Market movers today
Focus this week will turn to US non-farm payrolls, ISM manufacturing, Chinese PMI and Euro Flash inflation for August.
We have a slow start to an otherwise interesting week where markets will likely digest the signals from the Jackson Hole speeches on Friday. On the data front, only Euro area money and credit growth and Norwegian retail sales are of interest.
The 60 second overview
Jackson Hole with few new policy signals: The speeches by Fed governor Jerome Powell and ECB President Christine Lagarde on Friday at Jackson Hole did not provide much new information. It is clear they are data-dependent and will take a holistic approach when looking at data to judge if more tightening is necessary. Powell made it clear it was too early to declare victory over inflation saying “there is substantial further ground to cover to get back to price stability”. This is not new, though, and the wording on monetary policy was unchanged from the recent Fed meeting saying “At upcoming meetings, we will assess our progress based on the totality of the data and the evolving outlook and risks”. His speech was interpreted as a bit hawkish by the rate markets, though, and 2-year yields ended Friday higher at 5.07%. Lagarde’s speech was mostly on structural changes affecting monetary policy in general but without policy signals.

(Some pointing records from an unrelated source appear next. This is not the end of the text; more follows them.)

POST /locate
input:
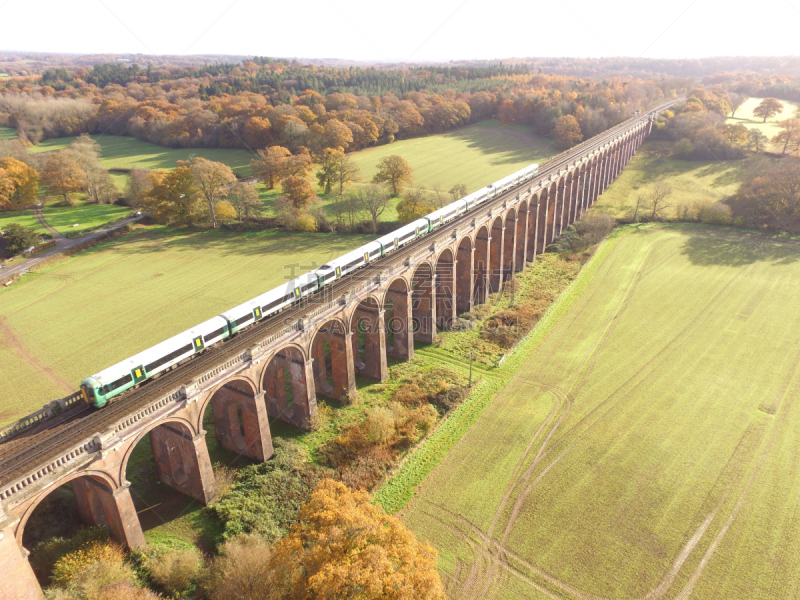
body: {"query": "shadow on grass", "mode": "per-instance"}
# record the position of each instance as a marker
(492, 137)
(720, 246)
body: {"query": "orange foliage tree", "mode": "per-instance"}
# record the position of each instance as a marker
(344, 547)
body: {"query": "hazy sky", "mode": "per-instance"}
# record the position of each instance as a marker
(405, 29)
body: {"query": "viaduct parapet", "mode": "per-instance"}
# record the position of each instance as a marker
(276, 368)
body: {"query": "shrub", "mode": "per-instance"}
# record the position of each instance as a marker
(241, 570)
(380, 425)
(305, 222)
(105, 553)
(47, 553)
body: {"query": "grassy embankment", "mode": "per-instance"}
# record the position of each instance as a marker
(691, 181)
(475, 155)
(744, 115)
(645, 435)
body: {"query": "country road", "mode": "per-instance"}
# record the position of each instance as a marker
(62, 244)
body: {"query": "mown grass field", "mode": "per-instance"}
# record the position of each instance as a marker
(88, 311)
(691, 181)
(744, 115)
(647, 447)
(475, 155)
(122, 152)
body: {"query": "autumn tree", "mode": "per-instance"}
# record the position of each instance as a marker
(98, 186)
(789, 136)
(756, 141)
(343, 546)
(298, 191)
(775, 195)
(63, 175)
(172, 199)
(23, 182)
(244, 199)
(768, 107)
(736, 100)
(396, 172)
(374, 199)
(276, 163)
(458, 191)
(414, 205)
(139, 185)
(212, 179)
(735, 134)
(567, 132)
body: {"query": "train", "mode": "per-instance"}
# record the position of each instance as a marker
(102, 387)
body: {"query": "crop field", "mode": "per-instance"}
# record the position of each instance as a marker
(86, 216)
(744, 115)
(647, 445)
(691, 181)
(475, 155)
(122, 152)
(90, 310)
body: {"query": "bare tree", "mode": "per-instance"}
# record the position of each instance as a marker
(661, 190)
(374, 199)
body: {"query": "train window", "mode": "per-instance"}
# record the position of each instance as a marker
(214, 334)
(243, 319)
(168, 358)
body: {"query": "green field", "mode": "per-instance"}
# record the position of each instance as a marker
(691, 181)
(88, 311)
(122, 152)
(647, 447)
(744, 115)
(475, 155)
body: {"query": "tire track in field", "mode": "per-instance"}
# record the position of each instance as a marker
(14, 344)
(498, 555)
(515, 481)
(583, 373)
(614, 398)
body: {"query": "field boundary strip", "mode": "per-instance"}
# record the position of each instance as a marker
(396, 493)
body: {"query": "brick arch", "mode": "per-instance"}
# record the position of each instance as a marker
(521, 235)
(240, 418)
(423, 302)
(445, 288)
(287, 380)
(465, 273)
(333, 368)
(369, 338)
(397, 305)
(509, 245)
(102, 478)
(180, 456)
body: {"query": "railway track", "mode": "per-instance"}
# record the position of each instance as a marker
(29, 451)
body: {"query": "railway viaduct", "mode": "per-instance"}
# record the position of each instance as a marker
(276, 368)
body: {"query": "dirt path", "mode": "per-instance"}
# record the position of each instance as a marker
(9, 339)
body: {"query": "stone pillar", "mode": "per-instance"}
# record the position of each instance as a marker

China takes measures to lift equity sentiment: China yesterday reduced the stamp duty on stock trading, lowered the margin ratio for margin trading and curbed share sales in an effort to lift market sentiment. The measures had been flagged recently but the scale was wider than expected and Chinese equities have seen a lift of more than 2% in overnight trading. Whether the gains will be sustained will depend on what other policy measures China takes in the near future to lift the economy and reduce financial risks.

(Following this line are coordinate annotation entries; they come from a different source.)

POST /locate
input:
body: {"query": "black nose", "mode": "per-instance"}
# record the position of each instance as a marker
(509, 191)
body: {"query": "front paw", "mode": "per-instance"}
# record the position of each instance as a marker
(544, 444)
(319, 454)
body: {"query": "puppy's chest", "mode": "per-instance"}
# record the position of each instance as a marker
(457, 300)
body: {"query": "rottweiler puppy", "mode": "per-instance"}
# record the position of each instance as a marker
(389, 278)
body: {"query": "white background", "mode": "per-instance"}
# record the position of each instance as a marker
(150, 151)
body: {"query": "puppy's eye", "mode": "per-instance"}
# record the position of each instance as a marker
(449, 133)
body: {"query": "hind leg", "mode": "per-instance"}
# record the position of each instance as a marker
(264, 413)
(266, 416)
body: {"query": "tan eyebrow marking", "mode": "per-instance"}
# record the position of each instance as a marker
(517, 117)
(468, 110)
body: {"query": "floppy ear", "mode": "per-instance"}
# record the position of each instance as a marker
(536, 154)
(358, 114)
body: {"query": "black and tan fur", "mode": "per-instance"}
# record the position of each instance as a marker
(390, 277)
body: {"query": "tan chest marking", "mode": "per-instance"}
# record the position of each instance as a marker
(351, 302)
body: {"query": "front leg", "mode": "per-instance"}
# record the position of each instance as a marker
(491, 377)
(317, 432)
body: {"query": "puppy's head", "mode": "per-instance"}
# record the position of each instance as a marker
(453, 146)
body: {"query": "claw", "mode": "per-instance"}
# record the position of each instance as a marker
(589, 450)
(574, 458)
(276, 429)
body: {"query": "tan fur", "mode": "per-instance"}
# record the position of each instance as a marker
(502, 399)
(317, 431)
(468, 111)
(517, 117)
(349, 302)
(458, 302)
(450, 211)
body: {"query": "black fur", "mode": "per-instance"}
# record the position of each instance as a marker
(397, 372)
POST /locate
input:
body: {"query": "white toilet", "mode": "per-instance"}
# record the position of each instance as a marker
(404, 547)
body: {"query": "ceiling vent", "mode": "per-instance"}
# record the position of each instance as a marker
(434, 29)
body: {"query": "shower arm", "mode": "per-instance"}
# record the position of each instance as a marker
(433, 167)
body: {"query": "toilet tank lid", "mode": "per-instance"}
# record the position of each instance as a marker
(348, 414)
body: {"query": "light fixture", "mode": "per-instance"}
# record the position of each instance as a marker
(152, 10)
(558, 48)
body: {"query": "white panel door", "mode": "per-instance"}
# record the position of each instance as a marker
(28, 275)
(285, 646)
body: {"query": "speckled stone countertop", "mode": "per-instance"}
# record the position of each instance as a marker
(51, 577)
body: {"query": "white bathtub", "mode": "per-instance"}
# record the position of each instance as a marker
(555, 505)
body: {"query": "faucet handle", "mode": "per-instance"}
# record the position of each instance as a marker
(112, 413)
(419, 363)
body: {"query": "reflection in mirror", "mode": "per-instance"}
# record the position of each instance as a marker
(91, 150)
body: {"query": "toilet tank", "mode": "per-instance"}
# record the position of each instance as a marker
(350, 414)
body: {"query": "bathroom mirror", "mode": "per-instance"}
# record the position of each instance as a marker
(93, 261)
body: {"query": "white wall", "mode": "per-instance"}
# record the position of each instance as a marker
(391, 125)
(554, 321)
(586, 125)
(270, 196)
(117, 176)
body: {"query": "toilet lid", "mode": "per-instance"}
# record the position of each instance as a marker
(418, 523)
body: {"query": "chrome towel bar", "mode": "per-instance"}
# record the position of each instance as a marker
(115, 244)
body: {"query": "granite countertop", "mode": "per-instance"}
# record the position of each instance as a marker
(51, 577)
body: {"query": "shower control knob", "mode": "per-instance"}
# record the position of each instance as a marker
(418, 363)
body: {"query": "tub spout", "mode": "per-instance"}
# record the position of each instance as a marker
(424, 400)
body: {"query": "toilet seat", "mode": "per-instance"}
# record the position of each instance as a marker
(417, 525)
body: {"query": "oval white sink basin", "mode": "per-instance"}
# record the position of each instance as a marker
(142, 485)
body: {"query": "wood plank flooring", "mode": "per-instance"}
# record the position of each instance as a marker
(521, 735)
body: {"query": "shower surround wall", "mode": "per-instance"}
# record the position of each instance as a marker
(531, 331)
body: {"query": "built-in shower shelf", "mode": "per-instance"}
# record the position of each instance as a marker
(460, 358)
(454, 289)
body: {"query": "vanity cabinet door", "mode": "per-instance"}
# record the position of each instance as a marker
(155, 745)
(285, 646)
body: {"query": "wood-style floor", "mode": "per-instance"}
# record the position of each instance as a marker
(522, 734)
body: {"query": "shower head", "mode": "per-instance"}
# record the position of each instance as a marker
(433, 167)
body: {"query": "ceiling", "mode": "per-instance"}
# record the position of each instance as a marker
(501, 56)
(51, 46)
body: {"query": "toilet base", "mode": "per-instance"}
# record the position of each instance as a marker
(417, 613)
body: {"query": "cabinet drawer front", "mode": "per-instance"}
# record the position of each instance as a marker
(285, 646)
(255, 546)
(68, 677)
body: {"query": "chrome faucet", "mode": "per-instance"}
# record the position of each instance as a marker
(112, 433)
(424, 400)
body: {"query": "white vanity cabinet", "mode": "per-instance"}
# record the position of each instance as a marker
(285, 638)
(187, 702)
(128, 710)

Equities swung between gains and losses after Powell’s speech. In the end, it did not change the needle much. Those believing in a Fed pivot early next year still have arguments to do so, and vice versa. Hence, equities finally rose with US equities particularly strong. S&P 500 gained 0.7%, Nasdaq a notch more, while Europe closed unchanged on Friday. More importantly, Powell did not say anything to hinder investor appetite for large cap growth stocks. Consumer discretionary and tech outperformed, large cap outperformed small cap and growth were generally preferred over value.
FI: Friday’s session ended with a bearish flattening as e.g. the 2y point rose 5bp while the 10y point rose 2bp. Powell’s speech in Jackson Hole did not contain new policy signals, nor did Lagarde’s late speech on Friday night. Late on Friday, Nagel and Holzmann repeated their hawkish signals with Nagel particularly saying that it is too early to pause the hiking cycle. Reuters sources reported a growing momentum for a pause in September but the debate is still open without a market impact.

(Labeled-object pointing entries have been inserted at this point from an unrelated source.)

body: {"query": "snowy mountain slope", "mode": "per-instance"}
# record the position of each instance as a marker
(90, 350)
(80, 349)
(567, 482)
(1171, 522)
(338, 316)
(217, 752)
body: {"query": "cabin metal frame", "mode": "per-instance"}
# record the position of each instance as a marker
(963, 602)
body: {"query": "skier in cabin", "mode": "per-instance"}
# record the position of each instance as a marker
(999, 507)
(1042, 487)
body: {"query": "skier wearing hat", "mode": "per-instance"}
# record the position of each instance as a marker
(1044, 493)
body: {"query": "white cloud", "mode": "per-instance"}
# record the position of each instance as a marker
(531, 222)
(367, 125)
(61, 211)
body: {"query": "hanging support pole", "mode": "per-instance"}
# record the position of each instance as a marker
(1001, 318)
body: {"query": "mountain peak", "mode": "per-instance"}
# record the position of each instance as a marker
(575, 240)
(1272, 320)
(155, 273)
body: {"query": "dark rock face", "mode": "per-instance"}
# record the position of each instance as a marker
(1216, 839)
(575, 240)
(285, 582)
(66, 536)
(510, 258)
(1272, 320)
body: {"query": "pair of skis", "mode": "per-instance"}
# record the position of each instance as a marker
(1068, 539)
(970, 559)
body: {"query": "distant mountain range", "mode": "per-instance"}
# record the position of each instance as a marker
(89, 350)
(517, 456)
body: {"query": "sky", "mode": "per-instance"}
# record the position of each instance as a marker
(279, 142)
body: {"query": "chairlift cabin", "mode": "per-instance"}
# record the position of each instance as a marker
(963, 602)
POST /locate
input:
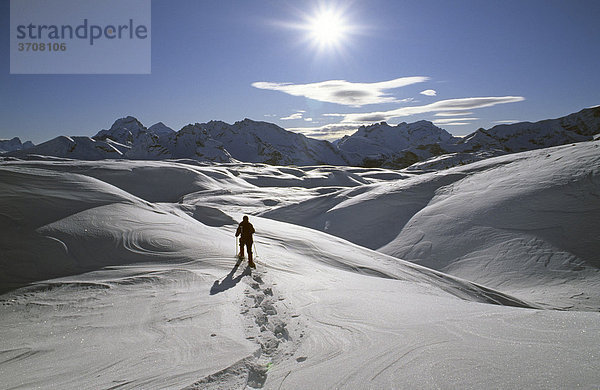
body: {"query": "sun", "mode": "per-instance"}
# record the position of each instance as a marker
(327, 28)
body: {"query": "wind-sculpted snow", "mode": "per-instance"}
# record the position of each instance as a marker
(121, 274)
(524, 223)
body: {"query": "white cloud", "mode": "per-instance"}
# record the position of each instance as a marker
(429, 92)
(457, 113)
(448, 121)
(296, 115)
(344, 92)
(506, 122)
(462, 104)
(328, 132)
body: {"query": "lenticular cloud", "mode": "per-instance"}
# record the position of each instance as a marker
(342, 91)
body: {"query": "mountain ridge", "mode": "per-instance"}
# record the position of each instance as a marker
(420, 145)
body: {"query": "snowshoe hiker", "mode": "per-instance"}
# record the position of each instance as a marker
(245, 231)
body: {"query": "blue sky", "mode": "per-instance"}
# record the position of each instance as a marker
(461, 64)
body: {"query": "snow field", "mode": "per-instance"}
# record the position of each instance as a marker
(111, 279)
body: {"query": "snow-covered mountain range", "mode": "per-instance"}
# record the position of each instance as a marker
(9, 145)
(421, 144)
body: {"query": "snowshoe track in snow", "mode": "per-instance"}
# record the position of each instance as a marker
(271, 325)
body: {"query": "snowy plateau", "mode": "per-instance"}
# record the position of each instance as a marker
(400, 258)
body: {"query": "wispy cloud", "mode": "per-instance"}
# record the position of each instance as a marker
(463, 104)
(328, 132)
(457, 113)
(296, 115)
(344, 92)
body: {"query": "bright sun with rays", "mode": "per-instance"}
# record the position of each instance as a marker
(327, 28)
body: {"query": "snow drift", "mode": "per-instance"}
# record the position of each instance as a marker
(121, 274)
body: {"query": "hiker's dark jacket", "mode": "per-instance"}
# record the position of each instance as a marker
(245, 230)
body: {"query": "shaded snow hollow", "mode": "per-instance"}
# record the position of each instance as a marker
(121, 274)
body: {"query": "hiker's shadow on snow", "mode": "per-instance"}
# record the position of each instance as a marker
(229, 281)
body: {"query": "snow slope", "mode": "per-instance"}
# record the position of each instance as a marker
(129, 284)
(524, 223)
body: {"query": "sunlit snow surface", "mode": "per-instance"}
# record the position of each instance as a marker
(122, 275)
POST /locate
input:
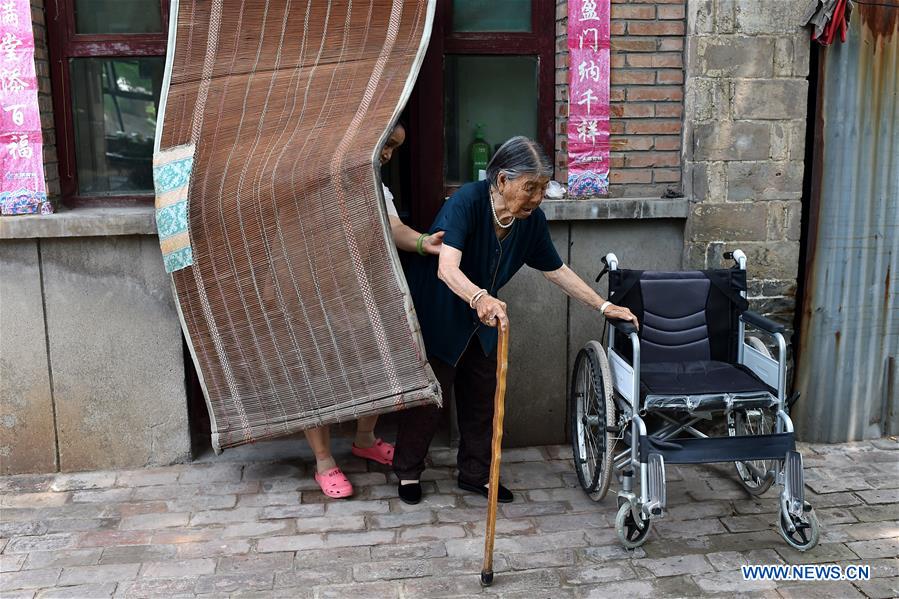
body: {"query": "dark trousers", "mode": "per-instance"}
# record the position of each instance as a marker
(474, 381)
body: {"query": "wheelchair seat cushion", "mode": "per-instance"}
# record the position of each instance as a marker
(702, 385)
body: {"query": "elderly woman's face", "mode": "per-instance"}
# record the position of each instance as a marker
(521, 196)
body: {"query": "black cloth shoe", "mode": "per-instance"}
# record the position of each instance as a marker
(503, 496)
(409, 493)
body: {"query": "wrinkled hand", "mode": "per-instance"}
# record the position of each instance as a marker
(433, 243)
(621, 313)
(492, 311)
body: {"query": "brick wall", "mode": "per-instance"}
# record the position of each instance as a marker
(44, 99)
(647, 76)
(747, 64)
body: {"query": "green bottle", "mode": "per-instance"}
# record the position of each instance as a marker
(480, 152)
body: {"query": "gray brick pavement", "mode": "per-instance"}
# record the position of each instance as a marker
(251, 523)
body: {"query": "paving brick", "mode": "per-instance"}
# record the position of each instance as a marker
(160, 587)
(351, 508)
(102, 496)
(369, 590)
(291, 543)
(29, 579)
(408, 551)
(94, 574)
(353, 539)
(229, 583)
(212, 473)
(431, 533)
(83, 591)
(154, 521)
(392, 570)
(62, 558)
(267, 499)
(256, 563)
(242, 514)
(201, 503)
(888, 547)
(178, 569)
(213, 548)
(83, 480)
(308, 510)
(135, 554)
(260, 529)
(40, 543)
(147, 477)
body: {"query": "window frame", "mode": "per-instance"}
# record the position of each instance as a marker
(427, 110)
(64, 45)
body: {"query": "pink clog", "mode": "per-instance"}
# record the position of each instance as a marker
(334, 483)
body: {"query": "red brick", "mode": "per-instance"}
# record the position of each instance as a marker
(653, 126)
(627, 11)
(655, 28)
(671, 44)
(632, 142)
(633, 77)
(666, 175)
(670, 110)
(631, 175)
(668, 59)
(632, 111)
(670, 76)
(667, 142)
(638, 60)
(642, 159)
(672, 12)
(657, 93)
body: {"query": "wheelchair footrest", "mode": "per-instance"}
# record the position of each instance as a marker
(719, 449)
(794, 486)
(657, 496)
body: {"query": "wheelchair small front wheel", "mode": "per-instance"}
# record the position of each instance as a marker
(631, 533)
(806, 530)
(591, 414)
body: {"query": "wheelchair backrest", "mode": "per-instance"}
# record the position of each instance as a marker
(684, 316)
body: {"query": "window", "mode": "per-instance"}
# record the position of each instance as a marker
(490, 69)
(107, 64)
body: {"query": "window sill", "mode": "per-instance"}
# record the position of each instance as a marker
(615, 208)
(81, 222)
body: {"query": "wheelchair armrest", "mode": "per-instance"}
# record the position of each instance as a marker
(625, 326)
(766, 324)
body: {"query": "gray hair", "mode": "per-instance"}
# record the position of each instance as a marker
(519, 156)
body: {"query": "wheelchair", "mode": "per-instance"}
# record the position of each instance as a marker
(640, 402)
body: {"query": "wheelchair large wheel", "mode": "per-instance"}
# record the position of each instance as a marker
(756, 476)
(591, 413)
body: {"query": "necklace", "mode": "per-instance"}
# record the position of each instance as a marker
(496, 217)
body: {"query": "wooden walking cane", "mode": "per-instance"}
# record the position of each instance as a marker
(499, 401)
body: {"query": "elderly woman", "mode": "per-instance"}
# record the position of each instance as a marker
(492, 228)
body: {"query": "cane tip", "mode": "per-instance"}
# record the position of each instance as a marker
(486, 578)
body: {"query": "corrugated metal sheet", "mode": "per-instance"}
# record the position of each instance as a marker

FX: The CNY has stabilised over the last week with Chinese authorities stepping up their efforts to counter currency weakness. Otherwise, the USD continues to trade bid with EUR/USD falling below the 1.08 mark towards the end of last week for the first time since June. Both EUR/SEK and EUR/NOK have been range trading in recent sessions while GBP was last week’s primary underperformer returning EUR/GBP to the 0.858-mark.
Credit: Credit markets exhibited a slight tightening tendency on Friday. iTraxx Xover closed 2.2bp tighter and Main 0.6bp tighter.
Nordic macro
Sweden: Riksbank’s Flodén will give a speech on the topic “Where is the economy heading? Status after the summer.” In the latest minutes, Flodén highlighted (1) the weak SEK, (2) high service sector inflation, and (3) the stronger-than-expected economy as factors supporting a continued tight monetary policy. While he believes that more rate hikes are highly likely, he can still be characterized as the most dovish board member (possibly together with Bunge who speaks tomorrow). In the minutes he opened up for the possibility of an unchanged policy rate if a rapid economic downturn were to occur simultaneously with inflation being in line with the Riksbank’s forecasts, contingent with SEK not weakening significantly. Therefore, it will be interesting to hear his interpretation of the macro data from the summer, not the least the (overly?) negative GDP indicator print for Q2.